Comme avant chaque élection, la hache de guerre est provisoirement enterrée entre les leaders des Républicains, un an avant une primaire qui s’annonce sanglante. Mais malgré leurs efforts, les candidats, déclarés ou potentiels à la candidature à la présidentielle ont bien du mal à cacher leur désamour. Le conseil national des Républicains de samedi à la Mutualité, qui mettra le point final à la constitution des listes de droite, en constituera un bon exemple. Alors que Nicolas Sarkozy doit s’exprimer dans l’après-midi, ses principaux rivaux ne lui feront pas l’honneur de l’écouter. François Fillon est à La Réunion, alors que Bruno Le Maire et Alain Juppé, présents le matin, s’éclipseront ensuite l’un pour aller au salon du Made in France, l’autre pour assister à… un match de rugby. Question de priorité.

Cela montre, s’il était besoin, que la primaire est déjà dans toutes les têtes, et que les régionales sont secondaires pour les caciques parisiens. Au point que plusieurs candidats en région, comme Xavier Bertrand dans le Grand Nord ou Laurent Wauquiez en Rhône-Alpes-Auvergne, ont fait savoir qu’ils se passeraient de tout déplacement des candidats à la candidature. Une chose est sûre, dès l’échéance passée, les fauves seront lâchés.  

 

Projections : entre cinq et dix régions pour la droite

Le Grand Chelem prophétisé mi-septembre par Jean-Christophe Lagarde est désormais chimérique pour la droite. Selon les derniers sondages, la gauche devrait ainsi l’emporter en Bretagne, en Aquitaine-Limousin-Poitou-Charentes et en Languedoc-Roussillon-Midi-Pyrénées, soit trois grandes régions sur 13. La droite, elle, est largement favorite en Alsace-Champagne-Ardenne-Lorraine, en Centre-Val de Loire, en Normandie et en Pays de la Loire. Ailleurs, l’incertitude demeure.

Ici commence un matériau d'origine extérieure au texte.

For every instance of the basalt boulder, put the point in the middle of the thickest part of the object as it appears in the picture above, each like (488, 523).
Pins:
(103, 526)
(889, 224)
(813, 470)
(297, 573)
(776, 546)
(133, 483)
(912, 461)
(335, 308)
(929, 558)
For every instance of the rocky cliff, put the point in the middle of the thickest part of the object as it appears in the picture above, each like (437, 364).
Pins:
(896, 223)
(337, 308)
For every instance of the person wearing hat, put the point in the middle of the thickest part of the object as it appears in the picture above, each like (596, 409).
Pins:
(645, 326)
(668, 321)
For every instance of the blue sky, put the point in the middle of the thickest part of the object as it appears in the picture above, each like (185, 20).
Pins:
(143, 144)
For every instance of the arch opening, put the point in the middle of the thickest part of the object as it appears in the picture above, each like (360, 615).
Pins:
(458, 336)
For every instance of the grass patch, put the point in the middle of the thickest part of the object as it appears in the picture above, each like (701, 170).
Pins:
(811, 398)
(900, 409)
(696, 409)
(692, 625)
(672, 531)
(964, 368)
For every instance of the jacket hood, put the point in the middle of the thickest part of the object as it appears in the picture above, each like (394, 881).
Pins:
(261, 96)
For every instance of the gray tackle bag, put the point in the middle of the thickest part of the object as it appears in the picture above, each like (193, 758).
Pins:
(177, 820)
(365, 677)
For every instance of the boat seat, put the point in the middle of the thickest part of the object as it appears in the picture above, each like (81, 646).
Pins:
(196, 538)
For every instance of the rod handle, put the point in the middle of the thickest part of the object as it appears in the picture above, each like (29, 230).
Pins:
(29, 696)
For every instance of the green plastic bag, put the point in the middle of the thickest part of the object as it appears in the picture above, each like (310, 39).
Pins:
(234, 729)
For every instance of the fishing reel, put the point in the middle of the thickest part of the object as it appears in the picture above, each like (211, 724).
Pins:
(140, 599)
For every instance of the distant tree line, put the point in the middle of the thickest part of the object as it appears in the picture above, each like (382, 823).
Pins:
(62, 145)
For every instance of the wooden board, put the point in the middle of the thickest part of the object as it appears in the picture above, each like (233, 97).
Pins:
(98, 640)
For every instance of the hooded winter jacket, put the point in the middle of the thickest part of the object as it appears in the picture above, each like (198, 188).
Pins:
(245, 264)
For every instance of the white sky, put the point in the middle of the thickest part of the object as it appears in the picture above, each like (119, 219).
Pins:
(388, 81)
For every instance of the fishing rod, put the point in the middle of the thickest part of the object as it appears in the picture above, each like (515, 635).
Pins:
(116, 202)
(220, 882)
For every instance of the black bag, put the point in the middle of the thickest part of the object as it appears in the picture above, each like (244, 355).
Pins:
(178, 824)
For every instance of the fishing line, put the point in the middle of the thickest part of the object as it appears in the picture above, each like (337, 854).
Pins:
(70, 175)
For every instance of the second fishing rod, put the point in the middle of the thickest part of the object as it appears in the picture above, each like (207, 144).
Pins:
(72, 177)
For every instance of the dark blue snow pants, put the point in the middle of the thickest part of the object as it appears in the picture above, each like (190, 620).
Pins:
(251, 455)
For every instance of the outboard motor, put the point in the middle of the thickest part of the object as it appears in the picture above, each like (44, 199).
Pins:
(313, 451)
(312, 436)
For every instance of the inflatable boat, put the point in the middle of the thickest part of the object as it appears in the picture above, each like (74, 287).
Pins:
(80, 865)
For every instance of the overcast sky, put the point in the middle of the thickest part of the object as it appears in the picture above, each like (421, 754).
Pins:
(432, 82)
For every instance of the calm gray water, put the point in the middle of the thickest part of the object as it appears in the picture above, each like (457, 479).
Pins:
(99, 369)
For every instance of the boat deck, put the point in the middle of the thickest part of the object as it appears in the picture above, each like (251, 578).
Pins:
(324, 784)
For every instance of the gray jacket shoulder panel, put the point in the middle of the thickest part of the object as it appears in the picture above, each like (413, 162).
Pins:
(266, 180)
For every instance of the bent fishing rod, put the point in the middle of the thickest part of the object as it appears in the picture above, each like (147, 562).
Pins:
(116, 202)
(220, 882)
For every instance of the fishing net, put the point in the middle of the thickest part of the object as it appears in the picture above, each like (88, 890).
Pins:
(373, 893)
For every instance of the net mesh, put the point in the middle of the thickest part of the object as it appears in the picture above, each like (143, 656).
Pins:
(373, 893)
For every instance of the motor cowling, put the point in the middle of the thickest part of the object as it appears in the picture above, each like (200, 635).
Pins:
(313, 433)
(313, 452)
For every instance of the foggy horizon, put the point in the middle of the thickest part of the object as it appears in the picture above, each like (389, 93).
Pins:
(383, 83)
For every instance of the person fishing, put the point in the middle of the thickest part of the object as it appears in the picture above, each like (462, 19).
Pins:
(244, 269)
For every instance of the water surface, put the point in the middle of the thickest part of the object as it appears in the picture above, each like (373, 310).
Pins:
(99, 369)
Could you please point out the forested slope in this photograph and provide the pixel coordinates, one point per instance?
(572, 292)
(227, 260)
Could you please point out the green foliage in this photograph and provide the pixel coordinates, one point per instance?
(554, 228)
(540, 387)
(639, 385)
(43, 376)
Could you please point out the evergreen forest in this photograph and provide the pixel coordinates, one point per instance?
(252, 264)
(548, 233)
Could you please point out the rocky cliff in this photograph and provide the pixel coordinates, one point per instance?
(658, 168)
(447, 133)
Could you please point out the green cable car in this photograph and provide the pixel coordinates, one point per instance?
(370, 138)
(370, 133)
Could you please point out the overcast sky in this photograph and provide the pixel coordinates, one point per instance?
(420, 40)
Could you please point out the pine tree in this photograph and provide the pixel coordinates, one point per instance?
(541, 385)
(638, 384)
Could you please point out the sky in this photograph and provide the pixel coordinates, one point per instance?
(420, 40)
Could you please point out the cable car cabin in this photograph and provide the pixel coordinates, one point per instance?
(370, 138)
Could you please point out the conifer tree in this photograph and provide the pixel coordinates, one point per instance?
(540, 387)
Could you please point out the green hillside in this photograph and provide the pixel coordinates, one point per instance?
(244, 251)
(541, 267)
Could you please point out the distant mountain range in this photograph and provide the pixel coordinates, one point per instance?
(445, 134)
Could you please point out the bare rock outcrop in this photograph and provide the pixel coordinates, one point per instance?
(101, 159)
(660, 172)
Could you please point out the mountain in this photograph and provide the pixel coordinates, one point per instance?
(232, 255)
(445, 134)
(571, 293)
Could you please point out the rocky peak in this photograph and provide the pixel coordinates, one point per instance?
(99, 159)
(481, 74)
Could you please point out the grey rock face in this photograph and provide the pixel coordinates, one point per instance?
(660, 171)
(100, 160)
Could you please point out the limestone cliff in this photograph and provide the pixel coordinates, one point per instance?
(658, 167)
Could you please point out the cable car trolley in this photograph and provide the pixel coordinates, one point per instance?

Longtemps donnée gagnante en Ile-de-France, Rhône-Alpes-Auvergne et Bourgogne-Franche-Comté, la droite voit la gauche revenir sur ses talons dans ces trois régions. En Paca et dans le Nord-Pas-de-Calais, les Républicains et leurs alliés ont face à eux un Front national très fort. La victoire de Marine Le Pen dans le grand Nord est même presque une certitude, alors que sa nièce Marion Maréchal-Le Pen fait plus qu’inquiéter Christian Estrosi en Provence-Alpes-Côte d’Azur. Reste le cas épineux de la Corse, où l’éparpillement des candidatures rend incertain tout pronostic.

Plusieurs scénarios se dessinent donc : A cinq ou six régions, la droite sortira du scrutin en très mauvaise posture. A neuf ou dix, elle pourra crier victoire. Entre les deux, ce sera mitigé. Et puis il y a le Front national. Si le parti de Marine Le Pen remporte une région, alors il sera difficile pour la droite de triompher. "Le Front national qui dirige une région, je pense que ce serait un échec pour nous Les Républicains, et un échec important", lâchait ainsi Bruno Le Maire fin septembre sur LCP.